Венеция опустила руку и вздохнула:

– Право же, Рейвенскрофт, эти пустые химеры по меньшей мере непривлекательны.

– Пустые химеры? Венеция, как вы можете говорить…

– Для вас я мисс Оугилви, – строго напомнила девушка.

Рейвенскрофт слегка подвинулся на сиденье, подальше от булавки.

– Послушайте, Вене… ох, простите, мисс Оугилви. Я… мне очень жаль, если я в своих декларациях несколько перешел границы дозволенного.

– Вы зашли слишком далеко, особенно если учесть данные печальные обстоятельства.

Он растерянно моргнул и поспешил ухватиться за прикрепленную к потолку кареты кожаную петлю, поскольку в этот момент экипаж сильно тряхнуло на ухабе.

– Печальные обстоятельства?

Некоторое время Венеция созерцала его с подчеркнутой серьезностью, потом заговорила:

– Неужели вы забыли, ради чего мы путешествуем по этой ужасной дороге с опасной скоростью? Моя бедная мама тяжело больна.

– Ах да, это… – Рейвенскрофт нервно подергал галстук. – Ваша матушка. Полагаю, я оказался не то чтобы забывчивым, это мне несвойственно, однако я был… Да, я был настолько поглощен страстью, что забыл о вашей матери. Но всего лишь на минуту, – поспешил он добавить. – Я отлично помню, что мы намерены посетить вашу тяжелобольную матушку в доме у вашей бабушки в Стерлинге.

Венеция полагала, что не следует удивляться короткой памяти Рейвенскрофта, особо сообразительным его не назовешь. Тем не менее интуиция ей подсказывала, что во всем происходящем есть нечто неправильное, какая-то фальшь. Но она пока не может разгадать эту загадку.

– Не следует ли нам остановиться в ближайшей гостинице, посмотреть, что с вашей рукой?

Рейвенскрофт решительно замотал головой:

– Нет.
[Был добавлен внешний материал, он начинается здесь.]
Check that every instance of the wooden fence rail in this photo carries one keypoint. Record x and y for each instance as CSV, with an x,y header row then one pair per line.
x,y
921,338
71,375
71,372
Нам нельзя останавливаться.

– Почему? – прищурилась Венеция.

– Потому что… мы можем опоздать. К тому же разумнее было бы подождать, пока стемнеет.
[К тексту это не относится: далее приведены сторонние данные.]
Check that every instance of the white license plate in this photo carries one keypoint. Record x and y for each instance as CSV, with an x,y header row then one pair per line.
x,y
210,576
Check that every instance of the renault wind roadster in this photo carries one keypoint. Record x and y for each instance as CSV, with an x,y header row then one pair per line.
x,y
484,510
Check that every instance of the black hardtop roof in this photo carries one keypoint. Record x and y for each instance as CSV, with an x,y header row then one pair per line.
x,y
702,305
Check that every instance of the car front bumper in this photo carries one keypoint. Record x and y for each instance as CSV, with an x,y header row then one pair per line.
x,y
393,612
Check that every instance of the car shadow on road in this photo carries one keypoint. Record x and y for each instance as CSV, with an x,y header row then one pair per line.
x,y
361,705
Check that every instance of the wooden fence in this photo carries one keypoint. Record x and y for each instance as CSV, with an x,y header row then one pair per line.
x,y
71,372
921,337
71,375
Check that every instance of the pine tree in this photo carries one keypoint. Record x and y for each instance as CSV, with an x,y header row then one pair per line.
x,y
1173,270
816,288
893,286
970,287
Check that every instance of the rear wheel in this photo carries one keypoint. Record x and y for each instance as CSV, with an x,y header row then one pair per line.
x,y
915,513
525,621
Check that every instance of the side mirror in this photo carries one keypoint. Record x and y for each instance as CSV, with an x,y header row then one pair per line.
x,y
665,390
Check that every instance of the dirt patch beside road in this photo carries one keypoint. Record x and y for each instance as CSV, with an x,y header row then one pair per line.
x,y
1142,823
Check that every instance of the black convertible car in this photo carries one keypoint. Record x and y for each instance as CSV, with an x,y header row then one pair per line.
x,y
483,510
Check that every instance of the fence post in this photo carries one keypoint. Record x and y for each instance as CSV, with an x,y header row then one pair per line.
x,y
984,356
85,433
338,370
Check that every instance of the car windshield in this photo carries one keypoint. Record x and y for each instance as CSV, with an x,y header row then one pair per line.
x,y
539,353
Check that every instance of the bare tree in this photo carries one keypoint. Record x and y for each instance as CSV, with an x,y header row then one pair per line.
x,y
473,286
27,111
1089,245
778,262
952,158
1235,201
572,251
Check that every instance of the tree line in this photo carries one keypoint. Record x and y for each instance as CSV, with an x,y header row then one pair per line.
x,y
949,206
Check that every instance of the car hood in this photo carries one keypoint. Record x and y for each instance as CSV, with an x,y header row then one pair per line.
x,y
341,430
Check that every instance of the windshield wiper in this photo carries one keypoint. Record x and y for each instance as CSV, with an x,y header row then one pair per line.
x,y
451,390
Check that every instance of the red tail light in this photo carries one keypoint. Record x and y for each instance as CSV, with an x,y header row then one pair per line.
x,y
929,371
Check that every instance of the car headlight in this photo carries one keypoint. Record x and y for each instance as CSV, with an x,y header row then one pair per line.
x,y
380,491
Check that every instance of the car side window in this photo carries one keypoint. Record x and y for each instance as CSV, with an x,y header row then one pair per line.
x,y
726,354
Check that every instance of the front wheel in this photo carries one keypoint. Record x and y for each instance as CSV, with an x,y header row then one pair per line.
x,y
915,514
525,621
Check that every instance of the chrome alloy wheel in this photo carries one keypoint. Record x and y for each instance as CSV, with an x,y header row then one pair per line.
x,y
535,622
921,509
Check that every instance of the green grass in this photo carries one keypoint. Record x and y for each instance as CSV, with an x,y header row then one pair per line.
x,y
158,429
Венеция нахмурилась. Ее подозрения усилились. Надо было расспросить обо всем поподробнее, прежде чем пускаться в дорогу, но когда Рейвенскрофт ворвался утром в комнату для завтраков с запиской в руке и с выражением совершенного отчаяния на лице, она не стала раздумывать. Записку прислал ее отец, он требовал, чтобы Венеция немедленно уехала в сопровождении Рейвенскрофта на помощь матери.
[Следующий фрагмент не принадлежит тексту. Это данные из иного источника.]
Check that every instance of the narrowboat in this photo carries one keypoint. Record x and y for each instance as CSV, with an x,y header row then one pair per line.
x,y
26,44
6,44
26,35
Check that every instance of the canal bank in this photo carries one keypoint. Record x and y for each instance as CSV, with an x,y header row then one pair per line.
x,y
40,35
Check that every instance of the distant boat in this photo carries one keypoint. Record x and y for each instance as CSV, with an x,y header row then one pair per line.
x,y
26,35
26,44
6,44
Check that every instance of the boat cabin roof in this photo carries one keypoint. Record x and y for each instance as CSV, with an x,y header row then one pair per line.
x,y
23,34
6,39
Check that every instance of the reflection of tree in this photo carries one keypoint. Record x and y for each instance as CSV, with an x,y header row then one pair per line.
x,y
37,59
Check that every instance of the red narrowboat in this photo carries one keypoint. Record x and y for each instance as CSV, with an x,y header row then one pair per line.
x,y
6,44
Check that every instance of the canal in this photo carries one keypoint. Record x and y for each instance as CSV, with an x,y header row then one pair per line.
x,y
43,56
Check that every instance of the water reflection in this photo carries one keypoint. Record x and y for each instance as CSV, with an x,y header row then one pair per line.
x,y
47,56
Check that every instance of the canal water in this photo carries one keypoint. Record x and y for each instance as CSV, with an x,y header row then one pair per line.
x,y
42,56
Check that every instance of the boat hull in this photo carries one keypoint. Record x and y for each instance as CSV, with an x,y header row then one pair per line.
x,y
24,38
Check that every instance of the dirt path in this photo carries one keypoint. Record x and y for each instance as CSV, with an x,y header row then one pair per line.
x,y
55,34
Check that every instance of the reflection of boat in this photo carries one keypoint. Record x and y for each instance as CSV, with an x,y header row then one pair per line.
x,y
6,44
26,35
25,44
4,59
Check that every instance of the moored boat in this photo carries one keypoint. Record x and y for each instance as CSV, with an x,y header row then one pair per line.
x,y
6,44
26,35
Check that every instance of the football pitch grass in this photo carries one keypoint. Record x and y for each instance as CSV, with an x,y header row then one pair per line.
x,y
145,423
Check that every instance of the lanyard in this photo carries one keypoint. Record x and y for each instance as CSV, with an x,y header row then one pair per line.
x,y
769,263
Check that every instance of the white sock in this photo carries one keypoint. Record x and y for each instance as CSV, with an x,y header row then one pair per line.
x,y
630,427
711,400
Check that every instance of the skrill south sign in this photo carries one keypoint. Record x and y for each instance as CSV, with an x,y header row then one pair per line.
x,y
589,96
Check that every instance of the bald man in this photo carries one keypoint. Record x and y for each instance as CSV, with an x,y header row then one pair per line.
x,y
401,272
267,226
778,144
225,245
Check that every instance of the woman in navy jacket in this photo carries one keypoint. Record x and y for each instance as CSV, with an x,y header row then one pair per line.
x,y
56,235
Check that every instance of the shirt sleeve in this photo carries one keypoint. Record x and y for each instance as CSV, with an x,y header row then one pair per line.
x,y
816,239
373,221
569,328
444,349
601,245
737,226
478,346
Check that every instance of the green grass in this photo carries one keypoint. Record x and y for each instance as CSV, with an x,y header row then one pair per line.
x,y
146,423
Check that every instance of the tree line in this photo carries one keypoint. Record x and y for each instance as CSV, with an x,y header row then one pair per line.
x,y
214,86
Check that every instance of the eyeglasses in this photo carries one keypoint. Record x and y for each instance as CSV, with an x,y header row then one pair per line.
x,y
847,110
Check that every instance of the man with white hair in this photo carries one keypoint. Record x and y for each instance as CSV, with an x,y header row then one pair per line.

Привыкшая к тенденции мамы принимать малейшую конвульсию за смертельный спазм и к безошибочной способности отца избегать какой бы то ни было ответственности, Венеция сочла требование не слишком удобным и приятным для себя, но нисколько не удивилась. Она сменила костюм для верховой езды на дорожное платье, быстро уложила в чемодан необходимые вещи и успела до того, как сесть в карету, нацарапать отцу утешительное послание, заверив его, что сделает все, о чем он просит.

Разумеется, не стоило впадать в панику, пока она не увидит маму собственными глазами. Жаль, конечно, что обязанность сопровождать ее выпала на долю Рейвенскрофта, новейшего папиного «проекта». Папа считал себя чемпионом руководства; это означало, что время от времени он возлагал на себя обязанность обучать очередную заблудшую душу искусству навигации в коварных водах светского общества. Мистер Оугилви называл это великим социальным экспериментом, однако Венеция полагала, что ему попросту нравится поток изощренных комплиментов, которые изливал на него благодарный Рейвенскрофт.

Нынче утром, когда им пришлось в невероятной спешке уезжать из Лондона, Венеции даже стало жаль Рейвенскрофта, угодившего в бурный водоворот нелепостей и противоречий, столь свойственных семейству Оугилви. Однако пребывание наедине с ним в карете в течение двух часов заронило в ее душу некоторые сомнения и даже опасения. Что-то – она не могла определить, что именно, – было не так. Рейвенскрофт выглядел чрезвычайно взвинченным; то и дело высовывал голову в окно кареты, словно предполагал, что их кто-то преследует.

Венеция обладала множеством недостатков, но глупость не входила в их число. Когда она вновь и вновь предпринимала попытки расспросить своего спутника о причинах, побудивших отца отправить их в спешном порядке к маме, Рейвенскрофт начинал путаться в словах и заикаться, сопровождая свои объяснения бесчисленными извинениями, от которых у Венеции разболелась голова.